Джонс молчал. То ли он находился под впечатлением услышанного, то ли, подобно мне, хотел вспомнить, кто тогда были главные соперники. Потом он повторил со вкусом:
— Кандидат в президенты на выборах сорок восьмого года. — И добавил: — Горжусь таким знакомством.
— Мы не проводили организованной кампании, — сказала миссис Смит. — Это нам не по средствам. И все-таки за нас подали свыше десяти тысяч голосов.
— Я даже предполагать не мог, что нам окажут такую поддержку, — сказал Кандидат в президенты.
— Мы заняли не самое последнее место. Там был один кандидат… он имел какое-то отношение к сельскому хозяйству. Верно, голубчик?
— Да, но я не помню точно, как называется их партия. Он, кажется, последователь Генри Джорджа {7}.
— А я-то думал, что только республиканцы и демократы выставляли тогда кандидатов, — сказал я. — Ах да! Там, кажется, еще участвовал кто-то от социалистов?
— Вокруг съездов этих партий создают шумиху, — сказала миссис Смит, — хотя это пошлейший цирк. Вы можете вообразить мистера Смита в сопровождении отряда девиц с барабанами?

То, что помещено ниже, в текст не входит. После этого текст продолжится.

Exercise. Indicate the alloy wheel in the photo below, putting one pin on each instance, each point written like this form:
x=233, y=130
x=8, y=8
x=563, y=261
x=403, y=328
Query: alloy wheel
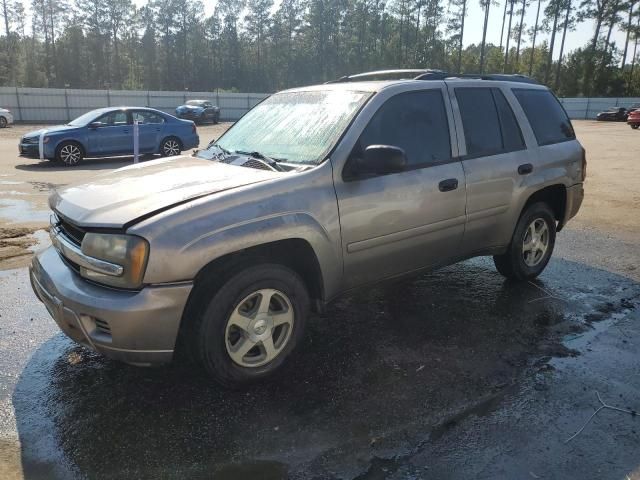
x=259, y=328
x=70, y=154
x=535, y=242
x=171, y=147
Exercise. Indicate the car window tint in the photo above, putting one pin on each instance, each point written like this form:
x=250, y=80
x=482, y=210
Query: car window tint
x=511, y=135
x=147, y=117
x=480, y=121
x=546, y=116
x=114, y=118
x=414, y=121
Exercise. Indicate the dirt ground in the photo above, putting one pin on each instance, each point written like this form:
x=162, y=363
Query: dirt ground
x=611, y=202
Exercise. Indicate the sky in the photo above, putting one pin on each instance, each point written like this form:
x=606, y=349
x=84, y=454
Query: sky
x=475, y=18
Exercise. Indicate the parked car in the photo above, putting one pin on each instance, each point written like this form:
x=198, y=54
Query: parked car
x=200, y=111
x=614, y=114
x=634, y=107
x=108, y=132
x=634, y=119
x=6, y=117
x=314, y=192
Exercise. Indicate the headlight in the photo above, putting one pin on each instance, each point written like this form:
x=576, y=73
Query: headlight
x=128, y=251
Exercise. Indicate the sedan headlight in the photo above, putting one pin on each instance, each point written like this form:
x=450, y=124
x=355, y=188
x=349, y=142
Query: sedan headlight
x=127, y=251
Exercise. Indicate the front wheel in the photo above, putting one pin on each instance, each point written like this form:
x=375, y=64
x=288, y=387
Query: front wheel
x=170, y=146
x=531, y=246
x=69, y=154
x=252, y=324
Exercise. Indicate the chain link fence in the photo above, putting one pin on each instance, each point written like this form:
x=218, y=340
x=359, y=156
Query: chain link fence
x=48, y=105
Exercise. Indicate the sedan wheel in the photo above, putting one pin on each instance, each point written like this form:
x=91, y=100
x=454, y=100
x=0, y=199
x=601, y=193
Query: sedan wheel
x=69, y=154
x=170, y=147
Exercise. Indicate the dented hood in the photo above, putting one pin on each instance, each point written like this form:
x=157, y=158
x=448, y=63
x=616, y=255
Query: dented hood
x=118, y=198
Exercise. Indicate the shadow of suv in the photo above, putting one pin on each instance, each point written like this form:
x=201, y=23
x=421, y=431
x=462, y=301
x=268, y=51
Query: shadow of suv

— В президенты может баллотироваться каждый, — смиренно и мягко пояснил Кандидат. — Нашей демократии есть чем гордиться. И знаете ли, этот жизненный опыт имел для меня огромное значение. Огромное! Я никогда его не забуду.

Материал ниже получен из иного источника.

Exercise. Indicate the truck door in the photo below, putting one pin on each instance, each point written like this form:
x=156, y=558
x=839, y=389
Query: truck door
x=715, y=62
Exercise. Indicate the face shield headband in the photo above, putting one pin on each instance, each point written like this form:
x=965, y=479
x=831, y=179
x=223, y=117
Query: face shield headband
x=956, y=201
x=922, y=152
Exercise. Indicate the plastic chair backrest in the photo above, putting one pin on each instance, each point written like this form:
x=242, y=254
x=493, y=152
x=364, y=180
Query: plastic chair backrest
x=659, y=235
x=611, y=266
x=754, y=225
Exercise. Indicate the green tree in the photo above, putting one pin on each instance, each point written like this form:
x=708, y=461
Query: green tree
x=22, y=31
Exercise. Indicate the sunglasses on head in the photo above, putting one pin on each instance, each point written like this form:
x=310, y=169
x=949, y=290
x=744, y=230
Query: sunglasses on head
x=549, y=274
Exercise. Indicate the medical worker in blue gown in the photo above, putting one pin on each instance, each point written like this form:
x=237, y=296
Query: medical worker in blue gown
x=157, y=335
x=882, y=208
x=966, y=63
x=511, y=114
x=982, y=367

Суденышко наше было совсем маленькое. Оно могло вместить, кажется, не больше четырнадцати пассажиров, и все-таки «Медея» была отнюдь не переполнена. Туристский сезон подходил к концу, и вообще остров, куда мы ехали, уже не привлекал к себе туристов.
Среди пассажиров «Медеи» был элегантно одетый негр, щеголявший очень высоким белым воротничком, крахмальными манжетами и золотой оправой очков. Ехал он в Санто-Доминго, держался сам по себе, а за столом отвечал на вопросы односложными словами — вежливо и двусмысленно. Так, например, когда я поинтересовался, какой основной груз капитан берет в Трухильо {8} — и поправился: «Извините. В Санто-Доминго», — он важно склонил голову и сказал: «Да». Сам он никого ни о чем не спрашивал, и его сдержанность как бы служила укором нашему праздному любопытству. Еще у нас на борту был коммивояжер фармацевтической фирмы — уж не помню, почему он ехал пароходом, а не летел. Я тогда не сомневался, что выставленная им причина не настоящая и что он страдает болезнью сердца, но умалчивает об этом. Кожа у него на лице была как туго натянутая бумага, туловище несуразно большое, по сравнению с головой, и он подолгу отлеживался на своей койке.